Жизнь продолжалась. В следующие дни Катя и я часто бывали у Маи. С ней мне было куда интересней, чем с поднадоевшими Юрой и Леней. Я страшно устал от всех этих «машин», «дел» и прочей чепухи вылетавшей их уст моих молодых коллег без перерыва. Параллельно с этим удалось и увиливать от попоек, а также от совершенно бесполезной траты денег: Юра с Леней так обнаглели, что уже считали моей прямой обязанностью их угощать. Наша новая подруга оказалась интересной собеседницей. Она хорошо разбиралась в литературе, читала стихи, но, что касается последнего, то для моего тупого ума стихи не предназначены.
Мои коллеги, сначала тоже подвязывавшиеся в дружбу к Мае, быстро этой затеи отказались. Она также не хотела обсуждать достоинства автомобилей, не говорили о планах «крутых» дел. Я в тайне радовался. Кроме всего прочего Мая оказалась игроком в префереанс и теперь можно было серьезно поигрывать, заманив Борю.

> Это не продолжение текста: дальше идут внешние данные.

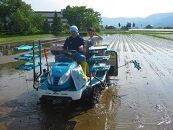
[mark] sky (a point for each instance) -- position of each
(108, 8)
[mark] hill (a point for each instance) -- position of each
(157, 20)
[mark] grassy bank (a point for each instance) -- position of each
(12, 39)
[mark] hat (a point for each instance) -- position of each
(74, 29)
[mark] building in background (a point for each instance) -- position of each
(50, 14)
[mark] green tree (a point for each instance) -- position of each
(119, 25)
(46, 27)
(57, 24)
(17, 16)
(82, 17)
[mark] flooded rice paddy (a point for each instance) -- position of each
(136, 99)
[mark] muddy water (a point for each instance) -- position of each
(137, 99)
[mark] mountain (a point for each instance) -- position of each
(157, 20)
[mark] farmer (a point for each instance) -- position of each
(75, 42)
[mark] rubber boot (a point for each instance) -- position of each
(84, 66)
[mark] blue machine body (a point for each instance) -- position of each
(61, 70)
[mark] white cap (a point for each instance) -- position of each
(74, 29)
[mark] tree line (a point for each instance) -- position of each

Однажды, отправляясь за куском жареной курицы, я не мог и предположить, что в жизни нашей общины произойдут резкие перемены. Общей компанией с Маей, Юрой, Леней мы вошли в столовую, где нас и остановил Наиф.
— Двое русских идут на трансфер. Филипп и ты, — он ткнул в Леню.
Трансфер — это центральное событие в жизни всякого азюлянта. После трех-четырех месяцев пребывания в лагере, счастливчика направляют в более приспособленное для жизни место, где ему предстоит провести свои два-три года жизни в Германии. Там уже никто не кормит а выдают около пятисот марок на жизнь в месяц. А такие деньги для выходца из Бангладеш или Союза, по сравнению с лагерными восмьюдесятими — уже целое состояние. Там же на этом трансфере и разрешают работать, то есть азюлянт имеет, наконец, возможность получить все то, ради чего он в Германию едет. Мы все живем в лагере ожиданием трансфера, где можно получить более человеческие условия, где можно чувствовать себя не заключенным азюлянтского лагеря, а хоть получеловеком, потому что человеком все равно не дадут. Для меня трансфер, как и для других — способ вырваться из болота тоски. Филипп ходил довольный, он здесь уже давно. На дворе — поздний февраль, уже пора после четырех месяцев сидения и на новую квартиру. За все это время он работал у своего подрядчика недели три, не больше, и много не заработал, потому ему и не терпелось скорее нормально подработать. Леня был совершенно ошарашен. Он все думал, что пойдет на трансфер не раньше Бори или Юры, а то и вместе с ними. Мы с Катей, Юра и, даже, Боря имели сильно удрученный вид. И не только потому, что наши, какие-никакие друзья, к которым мы уже привыкли, уезжали, а и потому, что мы чувствовали себя обойденными. Филипп ехал в Виесбаден — столицу нашей земли, а Леню отправили в сельский район далеко за Фульду, километрах в ста двадцати отсюда. Оба должны уезжать через два дня, и мы начали серьезно готовиться к проводам.
Самой стойкой традицией азюля всегда остаются проводы собрата на трансфер. По этому поводу веселились на полную катушку не только закоренелые выпивохи, типа нас, но и те, кто обычно вел в лагере трезвый образ жизни. Угощали знакомых и незнакомых. Филипп и Леня не собирались отставать от других. У первого деньги водились, а вот для второго они всегда оставались проблемой. Добрый немец, вручивший подарок на Рождество, приезжал еще раз, привозил еду, выдавал и наличными. А Леню пообещал взять к себе в ресторан, но не понятно в качестве кого, ибо представить моего коллегу хоть на какой-то серьезной работе никто не мог. Теперь Лене ничего не оставалось, как позвонить ему опять и сообщить приятную новость, а вместе с ней и не менее приятное известие: нужно пару сотен марок. Я составил соответствующий текст, с соблюдением всех правил приличия, но и наших интересов не ущемляя. Леня выговорил с трудом записанные слова по телефону, но даже такое для него уже подвиг. Мужик приехал, деньги привез.
Вечером следующего дня стол уставили на полученные деньги. Я взял покупку и сервировку на себя, и, оставив Лене на кока-колу и сигареты, вполне прилично потратил дядькин подарочек. Дядьку самого мы все дружно считали дураком, но так как деньги давал он, то пару раз пили за его здоровье и желали, чтобы он не умнел.
Званы на ужин были все наши, в том числе Мая. Осетинскую компанию по общему мнению позвать и можно было бы, но водки мало. Вечер прошел, как и положено удачно. Все, кому надо было — напились.
Под конец, как все уже разошлись, пьяный Леня пристал ко мне.